In principle, yes you can predict. When there is no entropy available dev/urandom becomes a PRNG and its output can in principle be predicted once its internal state is known. In practice it is not that simple, because the internal state is reasonably large and the hash function prevents us working backwards from the output. It can be determined by trial and error, but that is likely to take a long time.
The definition of "cryptographically strong pseudo-random number generator" is that it is computationally infeasible to distinguish its output from that of a true random number generator. If you could predict future output from past output, you could so distinguish; ergo, you cannot do so unless the Linux urandom algorithm is weak.
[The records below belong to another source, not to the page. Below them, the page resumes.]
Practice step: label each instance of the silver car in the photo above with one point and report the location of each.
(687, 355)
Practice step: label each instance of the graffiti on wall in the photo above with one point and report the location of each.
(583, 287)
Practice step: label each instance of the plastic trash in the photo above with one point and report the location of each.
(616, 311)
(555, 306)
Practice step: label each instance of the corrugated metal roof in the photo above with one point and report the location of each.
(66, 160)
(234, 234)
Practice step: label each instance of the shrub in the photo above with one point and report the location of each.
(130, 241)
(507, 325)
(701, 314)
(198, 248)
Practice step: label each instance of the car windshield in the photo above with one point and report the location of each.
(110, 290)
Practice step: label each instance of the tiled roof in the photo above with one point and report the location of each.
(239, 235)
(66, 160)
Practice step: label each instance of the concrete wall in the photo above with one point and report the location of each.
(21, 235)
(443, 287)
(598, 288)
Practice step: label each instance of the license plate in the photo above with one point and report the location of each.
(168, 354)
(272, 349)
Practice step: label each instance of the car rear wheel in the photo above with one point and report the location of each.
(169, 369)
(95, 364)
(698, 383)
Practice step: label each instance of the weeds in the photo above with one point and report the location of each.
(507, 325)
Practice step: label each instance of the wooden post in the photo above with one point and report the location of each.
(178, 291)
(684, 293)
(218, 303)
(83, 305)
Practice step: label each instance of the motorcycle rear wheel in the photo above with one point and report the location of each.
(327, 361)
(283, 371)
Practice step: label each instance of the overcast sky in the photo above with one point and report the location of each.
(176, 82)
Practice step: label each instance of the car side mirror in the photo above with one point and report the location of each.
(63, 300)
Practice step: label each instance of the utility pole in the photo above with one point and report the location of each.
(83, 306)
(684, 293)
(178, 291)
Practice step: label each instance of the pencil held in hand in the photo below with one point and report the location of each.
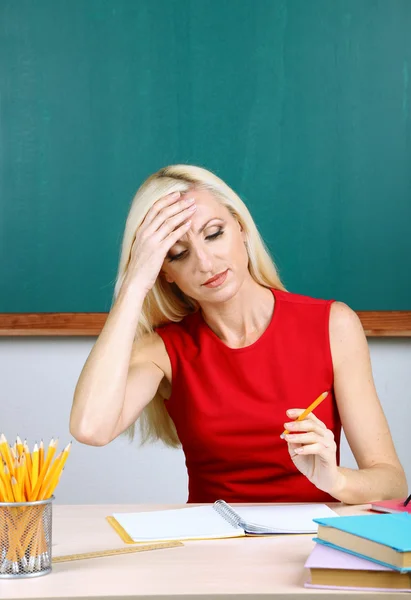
(308, 411)
(29, 476)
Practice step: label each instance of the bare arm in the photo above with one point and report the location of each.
(120, 376)
(109, 376)
(380, 474)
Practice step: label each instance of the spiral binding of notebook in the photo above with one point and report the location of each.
(227, 513)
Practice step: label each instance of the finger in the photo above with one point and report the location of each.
(308, 449)
(294, 413)
(169, 225)
(160, 205)
(177, 208)
(175, 235)
(305, 438)
(303, 426)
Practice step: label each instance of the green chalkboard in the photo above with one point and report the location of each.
(302, 106)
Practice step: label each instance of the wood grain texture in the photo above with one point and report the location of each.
(393, 323)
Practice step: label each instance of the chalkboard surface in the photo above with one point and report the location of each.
(303, 107)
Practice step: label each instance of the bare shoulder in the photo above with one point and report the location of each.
(347, 335)
(151, 348)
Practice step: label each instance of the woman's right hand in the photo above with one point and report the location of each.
(164, 224)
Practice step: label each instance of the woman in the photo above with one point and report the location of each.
(206, 347)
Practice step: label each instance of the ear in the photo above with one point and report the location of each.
(166, 277)
(243, 234)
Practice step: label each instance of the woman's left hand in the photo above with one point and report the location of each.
(313, 450)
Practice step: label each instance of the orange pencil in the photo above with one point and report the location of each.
(307, 411)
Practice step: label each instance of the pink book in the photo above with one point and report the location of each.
(349, 572)
(391, 506)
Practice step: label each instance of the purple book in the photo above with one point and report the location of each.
(324, 557)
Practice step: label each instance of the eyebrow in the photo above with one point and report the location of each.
(205, 224)
(199, 230)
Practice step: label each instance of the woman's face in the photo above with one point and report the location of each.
(210, 262)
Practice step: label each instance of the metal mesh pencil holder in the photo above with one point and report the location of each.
(25, 538)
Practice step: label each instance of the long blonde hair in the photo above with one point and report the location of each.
(165, 302)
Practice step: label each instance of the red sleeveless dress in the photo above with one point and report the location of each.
(228, 405)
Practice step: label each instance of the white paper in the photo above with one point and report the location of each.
(177, 524)
(294, 518)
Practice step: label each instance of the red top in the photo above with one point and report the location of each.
(228, 405)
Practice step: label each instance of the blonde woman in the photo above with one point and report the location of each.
(207, 349)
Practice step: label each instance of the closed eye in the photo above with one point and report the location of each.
(215, 235)
(184, 253)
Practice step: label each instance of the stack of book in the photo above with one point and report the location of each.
(365, 552)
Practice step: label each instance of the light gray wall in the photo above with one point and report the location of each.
(38, 376)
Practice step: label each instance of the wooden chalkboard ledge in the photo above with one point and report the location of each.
(394, 323)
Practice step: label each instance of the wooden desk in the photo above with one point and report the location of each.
(247, 568)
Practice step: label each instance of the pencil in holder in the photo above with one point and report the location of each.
(25, 538)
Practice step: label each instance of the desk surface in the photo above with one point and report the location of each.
(250, 568)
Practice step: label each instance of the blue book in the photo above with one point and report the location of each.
(385, 538)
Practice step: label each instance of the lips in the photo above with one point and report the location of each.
(217, 279)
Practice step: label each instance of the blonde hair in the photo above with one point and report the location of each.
(165, 302)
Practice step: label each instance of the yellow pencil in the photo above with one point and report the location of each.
(52, 478)
(19, 446)
(44, 471)
(7, 483)
(5, 451)
(34, 466)
(16, 489)
(307, 411)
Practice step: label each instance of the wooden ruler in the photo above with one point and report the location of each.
(115, 551)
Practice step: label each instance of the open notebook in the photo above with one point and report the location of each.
(218, 520)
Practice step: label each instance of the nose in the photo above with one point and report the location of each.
(203, 260)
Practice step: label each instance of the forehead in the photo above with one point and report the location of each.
(206, 202)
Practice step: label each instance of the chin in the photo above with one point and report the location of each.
(223, 293)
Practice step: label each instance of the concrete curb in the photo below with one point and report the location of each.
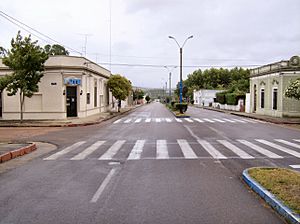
(278, 206)
(271, 120)
(18, 152)
(72, 124)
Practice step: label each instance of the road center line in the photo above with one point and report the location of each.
(103, 186)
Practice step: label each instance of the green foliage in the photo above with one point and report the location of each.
(236, 79)
(293, 90)
(147, 98)
(26, 59)
(55, 49)
(138, 94)
(182, 107)
(119, 86)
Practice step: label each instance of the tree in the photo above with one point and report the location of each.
(293, 90)
(120, 87)
(55, 49)
(26, 59)
(147, 98)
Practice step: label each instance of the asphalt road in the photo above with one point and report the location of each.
(148, 167)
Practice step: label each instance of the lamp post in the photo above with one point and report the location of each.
(170, 74)
(180, 51)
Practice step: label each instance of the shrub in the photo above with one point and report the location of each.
(182, 107)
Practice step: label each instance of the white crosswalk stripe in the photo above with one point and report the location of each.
(250, 150)
(215, 119)
(231, 121)
(65, 151)
(186, 149)
(127, 121)
(137, 150)
(281, 148)
(206, 119)
(162, 149)
(188, 120)
(235, 149)
(260, 149)
(211, 150)
(88, 151)
(112, 150)
(117, 121)
(199, 120)
(178, 120)
(138, 120)
(288, 143)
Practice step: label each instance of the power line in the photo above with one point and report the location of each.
(10, 18)
(185, 66)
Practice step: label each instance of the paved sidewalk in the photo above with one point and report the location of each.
(276, 120)
(69, 122)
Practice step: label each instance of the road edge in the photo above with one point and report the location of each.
(270, 199)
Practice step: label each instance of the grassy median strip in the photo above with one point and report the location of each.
(283, 183)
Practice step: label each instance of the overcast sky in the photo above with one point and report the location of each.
(226, 32)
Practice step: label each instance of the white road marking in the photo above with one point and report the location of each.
(231, 121)
(188, 120)
(168, 120)
(178, 120)
(137, 150)
(235, 149)
(64, 151)
(288, 143)
(295, 166)
(103, 186)
(199, 120)
(88, 151)
(238, 120)
(211, 150)
(250, 121)
(162, 149)
(117, 121)
(206, 119)
(281, 148)
(109, 154)
(215, 119)
(128, 120)
(260, 149)
(186, 149)
(138, 120)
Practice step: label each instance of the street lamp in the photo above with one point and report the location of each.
(180, 48)
(170, 74)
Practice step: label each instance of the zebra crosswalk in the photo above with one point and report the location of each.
(186, 120)
(163, 149)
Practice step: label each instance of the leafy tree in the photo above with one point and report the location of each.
(26, 59)
(293, 90)
(147, 98)
(120, 88)
(138, 94)
(55, 49)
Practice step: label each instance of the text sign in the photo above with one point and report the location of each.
(73, 82)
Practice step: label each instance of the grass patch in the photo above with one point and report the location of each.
(283, 183)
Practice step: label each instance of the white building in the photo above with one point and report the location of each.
(205, 97)
(71, 87)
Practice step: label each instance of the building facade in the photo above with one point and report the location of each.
(205, 97)
(267, 86)
(71, 87)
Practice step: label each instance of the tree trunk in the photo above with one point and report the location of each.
(22, 97)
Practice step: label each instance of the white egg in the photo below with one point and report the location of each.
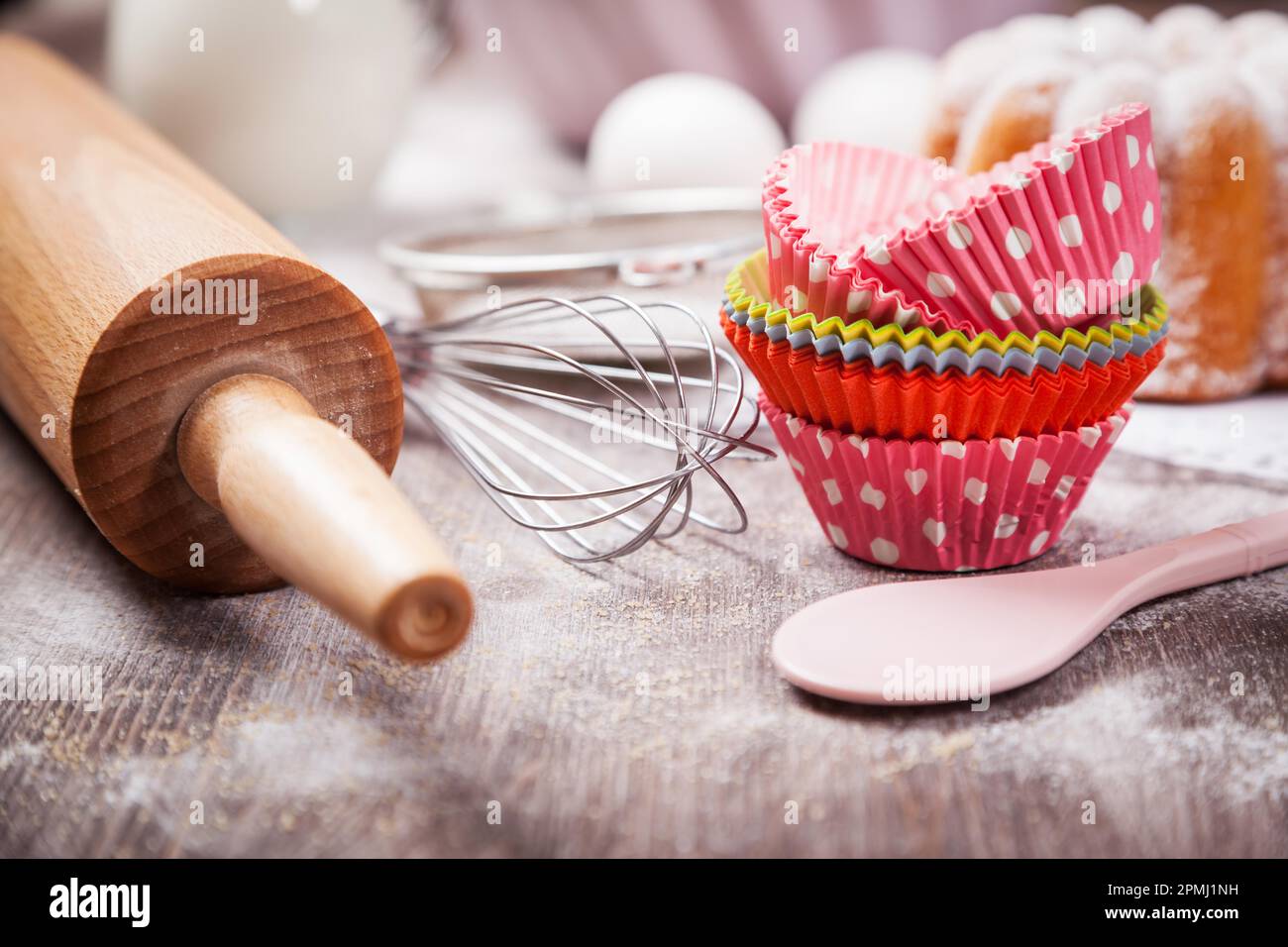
(683, 129)
(872, 98)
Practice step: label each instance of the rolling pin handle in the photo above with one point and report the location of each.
(322, 514)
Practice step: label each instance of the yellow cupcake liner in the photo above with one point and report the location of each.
(747, 290)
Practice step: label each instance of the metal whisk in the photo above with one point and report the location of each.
(590, 440)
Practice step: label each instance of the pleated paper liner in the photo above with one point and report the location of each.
(1051, 239)
(859, 398)
(947, 505)
(982, 360)
(747, 290)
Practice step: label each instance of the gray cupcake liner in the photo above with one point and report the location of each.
(983, 360)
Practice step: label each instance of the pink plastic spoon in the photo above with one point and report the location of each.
(951, 639)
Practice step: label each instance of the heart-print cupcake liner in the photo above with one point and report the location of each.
(892, 402)
(947, 505)
(1054, 237)
(748, 302)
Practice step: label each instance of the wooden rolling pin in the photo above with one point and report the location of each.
(226, 412)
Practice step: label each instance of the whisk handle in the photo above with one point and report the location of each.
(322, 514)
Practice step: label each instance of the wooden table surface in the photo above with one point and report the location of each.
(630, 709)
(545, 719)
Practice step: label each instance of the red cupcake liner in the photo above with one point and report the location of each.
(892, 402)
(948, 505)
(1054, 237)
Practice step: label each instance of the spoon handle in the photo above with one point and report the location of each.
(1228, 552)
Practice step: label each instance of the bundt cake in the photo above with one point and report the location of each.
(1219, 95)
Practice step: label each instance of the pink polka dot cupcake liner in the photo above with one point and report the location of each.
(1057, 236)
(943, 505)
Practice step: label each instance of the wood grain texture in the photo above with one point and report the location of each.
(627, 710)
(322, 514)
(95, 213)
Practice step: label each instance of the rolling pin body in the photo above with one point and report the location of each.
(132, 286)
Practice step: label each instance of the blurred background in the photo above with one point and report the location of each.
(348, 121)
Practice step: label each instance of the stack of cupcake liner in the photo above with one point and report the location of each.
(945, 361)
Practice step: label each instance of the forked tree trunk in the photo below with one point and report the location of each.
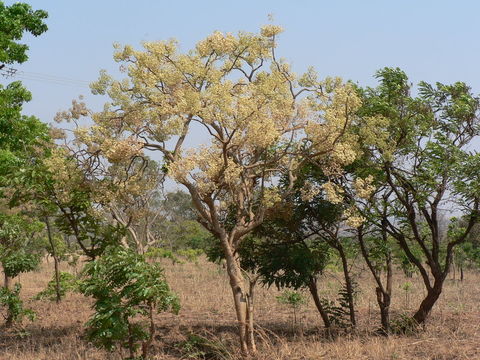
(384, 298)
(312, 286)
(55, 261)
(6, 281)
(242, 300)
(383, 292)
(6, 285)
(348, 284)
(429, 301)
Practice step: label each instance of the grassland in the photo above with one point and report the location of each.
(452, 332)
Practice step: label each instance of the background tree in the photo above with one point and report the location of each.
(422, 149)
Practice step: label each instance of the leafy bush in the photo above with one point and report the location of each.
(294, 299)
(68, 282)
(10, 299)
(199, 347)
(127, 290)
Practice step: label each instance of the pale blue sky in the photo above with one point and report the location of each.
(430, 40)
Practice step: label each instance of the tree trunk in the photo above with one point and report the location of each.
(55, 261)
(428, 302)
(240, 298)
(6, 285)
(146, 344)
(250, 311)
(348, 284)
(6, 281)
(312, 286)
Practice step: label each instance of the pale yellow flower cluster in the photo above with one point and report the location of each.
(309, 191)
(64, 172)
(331, 137)
(121, 150)
(334, 192)
(271, 197)
(353, 218)
(364, 187)
(270, 30)
(207, 167)
(218, 43)
(244, 98)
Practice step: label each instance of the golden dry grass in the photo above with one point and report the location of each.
(453, 331)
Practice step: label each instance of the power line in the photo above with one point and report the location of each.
(8, 72)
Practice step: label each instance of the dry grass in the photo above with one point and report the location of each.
(453, 331)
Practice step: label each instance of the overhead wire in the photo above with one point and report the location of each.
(41, 77)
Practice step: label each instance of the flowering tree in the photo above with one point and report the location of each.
(257, 115)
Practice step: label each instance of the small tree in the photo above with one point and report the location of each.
(126, 289)
(421, 151)
(254, 111)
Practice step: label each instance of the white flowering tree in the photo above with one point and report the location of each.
(257, 115)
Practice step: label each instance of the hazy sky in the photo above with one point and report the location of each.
(432, 40)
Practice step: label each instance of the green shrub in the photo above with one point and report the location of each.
(10, 299)
(68, 282)
(127, 290)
That code does not look like any standard pseudo-random generator to me -- the Linux folks have an unfortunate habit of "rolling their own" -- but breaking it would probably be a publishable result anyway. So if it is breakable, I suspect it is not easy.
Certainly the intent of the design is for "no" to be the answer to your question.
[edit]
Of course, in an information-theoretic sense, the answer is "yes" because you cannot get infinite entropy out of finite entropy. But in an information-theoretic sense, there is no secure cipher other than a one-time pad. I am assuming you are asking about the practical/cryptographic sense.
[edit 2]
A little searching turns up this paper, which claims to demonstrate an attack against the "forward security" in Linux's /dev/urandom. (That is, given the state of the generator, try to reconstruct earlier states.)
This is why programmers should never try to invent their own cryptography. No matter how clever you think you are, some Israeli academics who do this stuff for a living can make you look stupid.
That said, I do not see any attacks against the output of the generator, which is what you are asking about.